Quelle belle surprise ! Et quel film grandiose ! On est ici devant un western-spaghetti signé par Sergio Corbucci, réalisateur un peu touche à tout. L'histoire est la suivante : des chasseurs de primes traquent et tuent de pauvres paysans montagnards obligés de voler car affamés avant une amnistie prochaine du gouverneur de l'état. C'est là qu'intervient "Silence" joué par un excellent Jean-Louis Trintignant (au jeu d'acteur minimaliste mais qui tranche avec celui de Kinski), cow-boy solitaire et muet à qui l'on vient demander de l'aide pour venger un homme abbatu par le terrible Tigrero, victime de la chasse à l'homme. Klaus Kinski que je découvre comme acteur livre ici une interprétation glaciale et amère de son terrible personnage.

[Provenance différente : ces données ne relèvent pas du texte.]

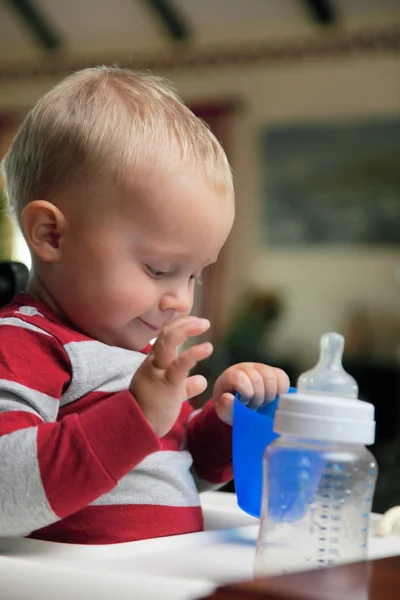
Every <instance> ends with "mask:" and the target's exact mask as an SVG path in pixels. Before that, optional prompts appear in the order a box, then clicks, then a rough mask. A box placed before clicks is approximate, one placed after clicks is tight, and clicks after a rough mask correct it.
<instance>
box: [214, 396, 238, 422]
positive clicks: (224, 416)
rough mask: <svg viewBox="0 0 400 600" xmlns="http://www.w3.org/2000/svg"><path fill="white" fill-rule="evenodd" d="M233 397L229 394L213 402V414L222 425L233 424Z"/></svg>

Même si à première vue, le scénario est assez classique pour un western, il possède déjà une grande différence relative au cadre du film, celui-ci se déroulant dans la neige ; totalement à l'opposé du désert de l'ouest américain habituel. Ce paysage enneigé et glacial influe nettement sur l'atmosphère du film qui se rapproche parfois d'un thriller et d'où se dégage une réelle tension.
Ensuite, la femme qui demande à "Silence" de venger son mari est afro-américaine, ce qui n'est pas commun ! Cette même dame qu'on voit peu mais qui joue un rôle central dans l'histoire d'amour naissante avec "Silence".
De plus, notre héros muet utilise un pistolet "Mauser" qui n'a rien à voir avec le traditionnel revoler des cow-boys.
Enfin, Les deux héros n'ont bien sûr rien d'héroïque et leurs actions nous le rappellent à chaque instant du film. Néanmoins le duel entre les deux est captivant et se termine d'une manière vraiment inattendue, voir idiote (deux fins existent, l'une noire et l'autre à l'opposé de manière à ce qu'elle en devienne ridicule, les producteurs l'ayant imposé à Corbucci).
Dans cette terrible contrée, plus rien n'a de valeur, on tue pour de l'argent des gens affamés, le banquier fait assassiner le mari d'une femme pour s'approprier celle-ci, les chasseurs de primes conservent les cadavres dans la neige, le gouverneur quant à lui veut garder ses électeurs et se fichent du carnage qui se joue : la femme et l'homme sont rabaissés au statut animal.
Ce western est clairement désabusé à l'image du western spaghetti et flirte parfois même avec le western crépusculaire de Peckinpah. On ne peut rester de marbre devant toute cette violence caractérisée par le sang de couleur rouge sur la neige de couleur blanche du décor enneigé et même le chérif ne pourra rien y faire et finira happé par la glace à cause de Tigrero. La musique d'Ennio Morricone assez discrète accentue le suspens et participe à créer cette atmosphère de méfiance, de tension et désenchantement. La grande réussite de Corbucci est de nous faire croire que Silence est un homme bon et fort alors qu'en fait, ce n'en rien : c'est un franc tireur qui provoque ses adversaires pour les tuer par la suite après qu'ils aient dégainés, en invoquant la légitime défense pour se justifier.
Si vous aimez le cinéma et les westerns, ce western-spaghetti là restera certainement ancré dans votre mémoire. Bref, un grand monument du septième art.